Yasser Qudih : « Il n’a pas fallu longtemps pour que la nourriture s’épuise »

« Ces enfants se tiennent debout dans un tekiah, un lieu de distribution de nourriture, à Rafah. La petite fille criait après un homme qui les distribuait pour attirer son attention avant qu’ils ne s’enfuient. Il n’a pas fallu longtemps pour que la nourriture s’épuise. »

Ismael Abu Dayyah : « Aucune image ne pourra jamais décrire ce que nous ressentons »

« Nous avons dormi à l’hôpital al-Nasser. Nous nous réveillions tôt le matin et nous dirigeions vers la morgue pour documenter les victimes. Un matin, une famille dit au revoir à cette jeune fille. C’était une scène terrible. Il y avait plus de 35 corps à la morgue ce jour-là. Elle et les autres ont été mis dans un sac en plastique noir et emmenés au cimetière. Aucune image ne pourra jamais décrire ce que l’on ressent. Nous voyons ces scènes quotidiennement et c’est épuisant.

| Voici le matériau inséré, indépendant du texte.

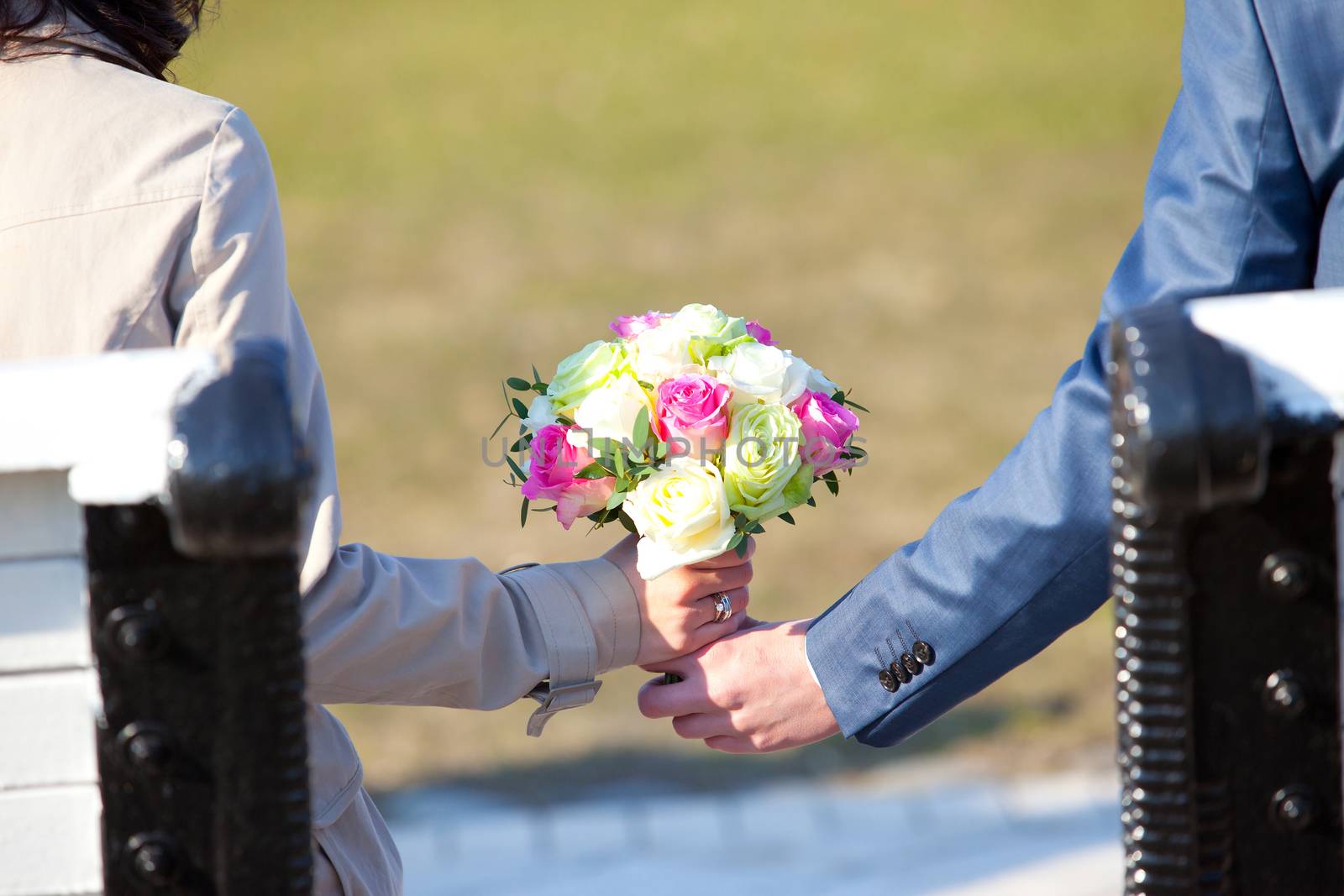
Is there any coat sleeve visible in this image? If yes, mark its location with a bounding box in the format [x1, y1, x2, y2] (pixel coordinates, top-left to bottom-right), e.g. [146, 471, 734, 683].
[808, 0, 1317, 746]
[168, 109, 640, 710]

« J’ai pris cette photo à la frontière, lors de mon premier jour à Rafah, après avoir fui Khan Younes. J’ai vu des enfants se balancer sur des fils électriques. Les fils étaient en panne comme tant d’autres choses, mais au moins ils procuraient ce bonheur.

Les textes et photographies reflètent le point de vue personnel des contributeurs et pas nécessairement celui des Nations Unies.